The situation should come as no surprise to lame duck CIRM Chairman Robert Klein, who stunned the agency's governing board in 2009 with similar news. Additionally, in December of last year, only days after he told the CIRM directors Finance Subcommittee that no funding problems existed, Klein warned the full board that it was "essential" that the agency quickly provide assurances of "reliability of our funding."
Klein, a real estate investment banker, considers himself something of a government bond expert because of his experience with housing bonds. He says he and a handful of associates crafted the ballot initiative that created CIRM, Prop. 71, to avoid the financial vagaries that have plagued the NIH. To do that, he relied on borrowed money (state bonds), which makes everything CIRM does cost twice as much as it would on a normal basis. For example, the $20 million grant to scientist Dennis Carson at UC San Diego actually will cost state taxpayers about $40 million because of the interest on the borrowing. Interest costs for CIRM currently run $200,000 a day on the $1 billion it has borrowed so far.
Klein's plan assumed that the state would regularly issue bonds. However, beginning last January, the state suspended the sales of bonds for six months to avoid $248 million in additional interest costs. Today, the state budget remains many billions in the red, and most signs point to continuation of that bond delay decision.
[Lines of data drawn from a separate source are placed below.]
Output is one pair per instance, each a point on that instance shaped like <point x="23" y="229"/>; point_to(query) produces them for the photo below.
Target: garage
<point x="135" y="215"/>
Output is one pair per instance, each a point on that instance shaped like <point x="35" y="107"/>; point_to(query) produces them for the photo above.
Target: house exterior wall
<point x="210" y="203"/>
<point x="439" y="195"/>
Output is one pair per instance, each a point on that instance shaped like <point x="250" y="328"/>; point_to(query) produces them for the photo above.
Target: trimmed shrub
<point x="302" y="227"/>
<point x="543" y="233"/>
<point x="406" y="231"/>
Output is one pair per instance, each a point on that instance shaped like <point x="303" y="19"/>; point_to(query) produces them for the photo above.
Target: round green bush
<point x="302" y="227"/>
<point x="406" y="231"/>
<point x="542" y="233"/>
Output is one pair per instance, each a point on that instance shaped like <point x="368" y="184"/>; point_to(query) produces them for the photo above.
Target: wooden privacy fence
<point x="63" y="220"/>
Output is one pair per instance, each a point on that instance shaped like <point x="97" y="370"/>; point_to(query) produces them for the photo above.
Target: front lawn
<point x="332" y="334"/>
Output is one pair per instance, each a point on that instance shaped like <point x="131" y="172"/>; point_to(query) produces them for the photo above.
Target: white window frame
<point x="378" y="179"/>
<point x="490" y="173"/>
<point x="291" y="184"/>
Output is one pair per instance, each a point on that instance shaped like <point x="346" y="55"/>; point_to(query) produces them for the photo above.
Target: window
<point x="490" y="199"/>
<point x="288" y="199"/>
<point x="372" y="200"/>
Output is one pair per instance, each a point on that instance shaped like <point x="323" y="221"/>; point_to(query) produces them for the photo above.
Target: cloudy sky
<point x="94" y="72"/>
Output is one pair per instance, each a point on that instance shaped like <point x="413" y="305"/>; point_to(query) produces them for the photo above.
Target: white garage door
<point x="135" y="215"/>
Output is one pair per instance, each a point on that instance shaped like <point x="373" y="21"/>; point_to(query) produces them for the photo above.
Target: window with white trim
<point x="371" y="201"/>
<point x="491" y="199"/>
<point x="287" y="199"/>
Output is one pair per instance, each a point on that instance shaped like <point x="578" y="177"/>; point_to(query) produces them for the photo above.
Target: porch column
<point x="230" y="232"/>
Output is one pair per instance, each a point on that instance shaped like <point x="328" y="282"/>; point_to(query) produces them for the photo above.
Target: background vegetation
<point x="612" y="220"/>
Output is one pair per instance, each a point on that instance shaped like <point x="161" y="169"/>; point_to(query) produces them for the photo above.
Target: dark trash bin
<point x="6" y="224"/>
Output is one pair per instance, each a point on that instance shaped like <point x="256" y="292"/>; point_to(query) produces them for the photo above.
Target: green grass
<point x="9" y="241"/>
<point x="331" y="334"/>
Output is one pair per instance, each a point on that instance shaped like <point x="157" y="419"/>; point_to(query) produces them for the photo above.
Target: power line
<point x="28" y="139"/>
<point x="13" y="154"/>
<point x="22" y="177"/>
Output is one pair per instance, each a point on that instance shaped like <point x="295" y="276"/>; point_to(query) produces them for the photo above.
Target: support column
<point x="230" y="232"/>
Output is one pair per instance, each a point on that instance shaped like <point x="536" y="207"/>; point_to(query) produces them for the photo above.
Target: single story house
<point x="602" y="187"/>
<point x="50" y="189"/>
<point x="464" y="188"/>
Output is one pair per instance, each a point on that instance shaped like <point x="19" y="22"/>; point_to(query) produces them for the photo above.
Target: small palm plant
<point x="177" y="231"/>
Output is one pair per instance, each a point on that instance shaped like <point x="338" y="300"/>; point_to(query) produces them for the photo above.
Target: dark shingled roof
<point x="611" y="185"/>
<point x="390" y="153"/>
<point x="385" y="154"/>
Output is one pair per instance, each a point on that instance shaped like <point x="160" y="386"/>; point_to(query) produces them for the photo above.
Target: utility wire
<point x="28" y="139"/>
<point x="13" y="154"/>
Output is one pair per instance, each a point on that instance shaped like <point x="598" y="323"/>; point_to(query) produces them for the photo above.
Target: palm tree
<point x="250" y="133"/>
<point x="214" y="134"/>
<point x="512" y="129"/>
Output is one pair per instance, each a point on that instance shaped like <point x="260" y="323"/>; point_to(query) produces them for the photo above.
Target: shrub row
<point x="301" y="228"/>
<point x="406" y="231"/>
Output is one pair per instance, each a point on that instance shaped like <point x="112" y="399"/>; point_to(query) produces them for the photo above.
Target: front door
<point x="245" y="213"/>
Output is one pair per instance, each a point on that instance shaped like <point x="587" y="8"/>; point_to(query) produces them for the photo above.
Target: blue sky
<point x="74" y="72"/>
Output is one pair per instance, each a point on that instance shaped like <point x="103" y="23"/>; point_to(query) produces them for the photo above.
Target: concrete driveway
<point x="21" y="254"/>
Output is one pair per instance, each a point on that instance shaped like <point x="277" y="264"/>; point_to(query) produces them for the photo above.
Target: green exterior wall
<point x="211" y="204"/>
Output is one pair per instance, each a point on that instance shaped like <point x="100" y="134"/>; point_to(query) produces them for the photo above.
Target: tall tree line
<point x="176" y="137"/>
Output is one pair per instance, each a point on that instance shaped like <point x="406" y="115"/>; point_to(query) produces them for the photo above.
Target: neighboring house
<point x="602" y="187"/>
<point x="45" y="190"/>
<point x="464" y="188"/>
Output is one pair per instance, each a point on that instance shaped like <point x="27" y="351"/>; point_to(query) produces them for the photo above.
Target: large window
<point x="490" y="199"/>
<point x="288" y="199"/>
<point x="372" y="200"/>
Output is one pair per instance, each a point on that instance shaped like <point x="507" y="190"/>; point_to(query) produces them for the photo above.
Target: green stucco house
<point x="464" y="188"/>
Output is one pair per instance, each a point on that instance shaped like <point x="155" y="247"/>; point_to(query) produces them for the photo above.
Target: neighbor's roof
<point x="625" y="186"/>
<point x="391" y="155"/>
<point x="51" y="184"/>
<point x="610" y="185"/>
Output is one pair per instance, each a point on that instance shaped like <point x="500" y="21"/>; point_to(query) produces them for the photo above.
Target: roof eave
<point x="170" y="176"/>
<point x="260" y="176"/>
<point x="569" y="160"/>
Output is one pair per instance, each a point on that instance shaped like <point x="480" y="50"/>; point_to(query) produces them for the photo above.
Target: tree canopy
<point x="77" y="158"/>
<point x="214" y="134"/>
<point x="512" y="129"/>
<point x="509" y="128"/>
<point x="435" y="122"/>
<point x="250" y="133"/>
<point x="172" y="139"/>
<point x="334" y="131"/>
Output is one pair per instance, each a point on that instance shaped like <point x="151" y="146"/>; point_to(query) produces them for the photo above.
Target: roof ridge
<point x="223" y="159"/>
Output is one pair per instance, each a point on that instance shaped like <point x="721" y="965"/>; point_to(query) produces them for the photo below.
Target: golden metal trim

Two days ago, The Bond Buyer financial newspaper reported that state Treasurer Bill Lockyer will not sell bonds until the state budget is balanced. Reporter Rich Saskal quoted Lockyer's spokesman, Tom Dresslar, as saying,
"The bottom line in terms of (revenue anticipation notes) and infrastructure bonds is the timely adoption of a balanced budget."The California Stem Cell Report first discussed the bond sale problem on March 23. That was before the collapse of budget negotiations in Sacramento. The situation is much more serious today.
At this point, a balanced state budget is not likely to occur unless voters approve in November tax increases – which they have previously rejected -- through a ballot initiative that is yet to be written. Even then, bond sales are not likely until sometime in 2012, according to Lockyer.
While CIRM says it has sufficient cash on hand to deal with its existing obligations until June of 2012, the agency's timetable calls for new grant rounds to continue to move forward aggressively this year and next. Extreme pressure will be felt in the treasurer's office from competing interests for urgent and early bond sales when they resume. And a good possibility exists that CIRM bond sales will not come up in the first round in 2012, assuming sales are resumed then.
On May 3-4, the 29 directors of the stem cell agency are scheduled to meet in Los Angeles. High on their agenda should be a discussion of finances and alternatives to ensure that CIRM's grant programs continue to move forward – albeit slowly -- even if bond revenues do not materialize until well into next year. Delay could be the operative response. Postponing new grant programs, RFAs for existing efforts and even payments to researchers and institutions – all could be on the table. One additional matter to discuss – designation of someone to deal with the full range of bond issues, given that Klein is leaving his post in less than three months, if not sooner.